# Apache Hive: Introduction

- Apache Hive is a data warehousing tool in the Hadoop Ecosystem, which provides SQL like language for querying and analyzing Big Data. 

- Hive provides a database query interface to Apache Hadoop.

- Hive is used for processing structured data in Hadoop

- Hive opens the big data Hadoop ecosystem to nonprogrammers because of its SQL-like capabilities and database-like functionality

- Using Hive we don’t need to write complex Map-Reduce jobs, we just need to submit SQL queries. Hive converts these SQL queries into MapReduce jobs.


## Apache Hive Tutorial: What is Hive?

- Apache Hive is a data warehouse system built on top of Hadoop and is used for analyzing structured and semi-structured data. Hive abstracts the complexity of Hadoop MapReduce.
- Basically, it provides a mechanism to project structure onto the data and perform queries written in HQL (Hive Query Language) that are similar to SQL statements. 
- Internally, these queries or HQL gets converted to map reduce jobs by the Hive compiler. Therefore, you don’t need to worry about writing complex MapReduce programs to process your data using Hadoop.

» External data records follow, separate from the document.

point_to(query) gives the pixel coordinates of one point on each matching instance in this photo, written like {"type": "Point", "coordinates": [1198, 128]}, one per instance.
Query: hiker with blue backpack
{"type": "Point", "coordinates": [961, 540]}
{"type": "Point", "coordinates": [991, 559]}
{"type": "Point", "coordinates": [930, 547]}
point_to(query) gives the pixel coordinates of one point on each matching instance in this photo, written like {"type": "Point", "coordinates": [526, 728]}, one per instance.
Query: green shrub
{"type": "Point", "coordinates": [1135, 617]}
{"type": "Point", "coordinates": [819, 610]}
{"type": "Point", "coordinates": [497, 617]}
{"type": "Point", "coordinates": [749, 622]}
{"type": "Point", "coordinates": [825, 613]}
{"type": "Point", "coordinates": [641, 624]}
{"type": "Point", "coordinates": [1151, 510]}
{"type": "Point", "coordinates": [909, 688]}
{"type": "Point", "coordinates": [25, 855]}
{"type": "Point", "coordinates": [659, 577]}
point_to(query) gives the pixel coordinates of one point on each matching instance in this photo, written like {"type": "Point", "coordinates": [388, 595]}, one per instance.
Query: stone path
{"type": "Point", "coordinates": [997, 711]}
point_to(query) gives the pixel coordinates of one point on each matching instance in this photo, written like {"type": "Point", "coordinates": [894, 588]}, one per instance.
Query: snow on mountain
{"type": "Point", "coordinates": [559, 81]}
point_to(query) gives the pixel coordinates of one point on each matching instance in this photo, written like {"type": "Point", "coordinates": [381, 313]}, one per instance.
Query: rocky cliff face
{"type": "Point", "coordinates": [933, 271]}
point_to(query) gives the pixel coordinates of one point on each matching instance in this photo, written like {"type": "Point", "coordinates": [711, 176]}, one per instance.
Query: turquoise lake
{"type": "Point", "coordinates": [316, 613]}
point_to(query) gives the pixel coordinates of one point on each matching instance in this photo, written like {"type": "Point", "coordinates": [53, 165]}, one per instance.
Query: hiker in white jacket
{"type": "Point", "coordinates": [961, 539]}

## Hive: Who started this Journey?

- Before 2008, all the data processing infrastructure in Facebook was built around a data warehouse based on commercial RDBMS. 
- But, as the data started growing very fast, it became a huge challenge to manage and process this huge dataset. According to a Facebook article, the data scaled from a 15 TB data set in 2007 to a 2 PB data in 2009. 
- Also, many Facebook products involve analysis of the data like Audience Insights, Facebook Lexicon, Facebook Ads, etc. So, they needed a scalable and economical solution to cope up with this very problem and, therefore started using the Hadoop framework.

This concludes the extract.